Nvidia's next-gen Tegra processor debuted during the company's pre-CES press conference this evening. Dubbed Tegra X1, the chip formerly known as "Erista" brings Nvidia's Maxwell graphics architecture to what CEO Jen-Hsun Huang described as a "mobile superchip."
The Tegra X1 combines 256 shader processors with an eight-core CPU "in a 4+4 configuration." The 64-bit CPU uses a big.LITTLE combination of four ARM Cortex A57 cores and four A53 cores. Huang didn't disclose clock speeds, but he did reveal that the thermal envelope is about 10W. The chip is built on 20-nm fabrication tech, and it can play 4K video at 60 FPS using either the H.265 or VP9 codecs.

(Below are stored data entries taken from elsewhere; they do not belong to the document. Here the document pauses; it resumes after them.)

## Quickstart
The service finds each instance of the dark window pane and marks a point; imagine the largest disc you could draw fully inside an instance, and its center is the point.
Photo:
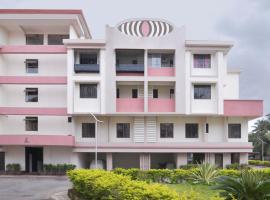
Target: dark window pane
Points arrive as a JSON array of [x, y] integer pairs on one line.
[[202, 91], [31, 123], [192, 130], [234, 130], [56, 39], [166, 130], [88, 90], [88, 130], [34, 39], [123, 130], [202, 60]]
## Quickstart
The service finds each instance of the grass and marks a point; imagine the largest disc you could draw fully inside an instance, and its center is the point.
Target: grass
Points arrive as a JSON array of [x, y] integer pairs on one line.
[[204, 190]]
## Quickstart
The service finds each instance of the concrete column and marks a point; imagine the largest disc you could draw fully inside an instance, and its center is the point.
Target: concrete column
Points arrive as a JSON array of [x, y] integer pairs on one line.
[[181, 159], [109, 161], [145, 161]]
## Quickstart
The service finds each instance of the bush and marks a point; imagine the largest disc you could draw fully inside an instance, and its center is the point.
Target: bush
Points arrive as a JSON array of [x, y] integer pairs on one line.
[[99, 184], [13, 167]]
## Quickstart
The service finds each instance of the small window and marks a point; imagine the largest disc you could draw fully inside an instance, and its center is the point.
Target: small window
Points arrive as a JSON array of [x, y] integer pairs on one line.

According to Huang, the Tegra X1 doubles the performance of its K1 predecessor within the same thermal envelope. It's unclear whether Huang was referring to the quad-core ARM Cortex-A15 version of the K1 or to the dual-core Denver variant, but either way, the X1 looks like a substantial upgrade over the current generation.
Here are the relative performance figures Nvidia showed comparing the Tegra X1 to its predecessor and to the Apple A8X SoC from the iPad Air 2:
Nvidia claims the Tegra X1 is the first mobile chip to deliver a teraflop of floating-point throughput. Unlike previous Tegra chips, the X1 supports floating-point datatypes with 16 bits of precision, otherwise known as FP16. This format should require less power to process than the FP32 format used by the Tegra K1.
Huang showed the Tegra X1 running the Unreal Engine 4 "Elemental" demo, whose HDR lighting requires floating-point processing. The demo system wasn't actually visible on stage, but the chip was apparently running within the X1's 10W thermal envelope.